|Title||Draft genome sequence of the Antarctic green alga Chlamydomonas sp. UWO241|
|Publication Type||Journal Article|
|Year of Publication||2021|
|Authors||Zhang, X, Cvetkovska, M, Morgan-Kiss, RM, Hüner, NPA, Smith, DRoy|
Antarctica is home to an assortment of psychrophilic algae, which have evolved various survival strategies for coping with their frigid environments. Here, we explore Antarctic psychrophily by examining the ∼212 Mb draft nuclear genome of the green alga Chlamydomonas sp. UWO241, which resides within the water column of a perennially ice-covered, hypersaline lake. Like certain other Antarctic algae, UWO241 encodes a large number (≥37) of ice-binding proteins, putatively originating from horizontal gene transfer.

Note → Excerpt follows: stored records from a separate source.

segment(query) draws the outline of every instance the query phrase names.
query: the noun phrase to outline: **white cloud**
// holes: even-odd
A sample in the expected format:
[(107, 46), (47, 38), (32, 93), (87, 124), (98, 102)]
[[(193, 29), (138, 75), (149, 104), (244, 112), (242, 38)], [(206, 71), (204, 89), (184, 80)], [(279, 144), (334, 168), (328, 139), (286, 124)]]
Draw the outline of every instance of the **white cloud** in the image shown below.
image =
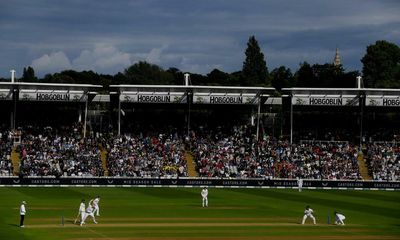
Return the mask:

Even more striking, UWO241 harbors hundreds of highly similar duplicated genes involved in diverse cellular processes, some of which we argue are aiding its survival in the Antarctic via gene dosage. Gene and partial gene duplication appear to be an ongoing phenomenon within UWO241, one which might be mediated by retrotransposons. Ultimately, we consider how such a process could be associated with adaptation to extreme environments but explore potential non-adaptive hypotheses as well.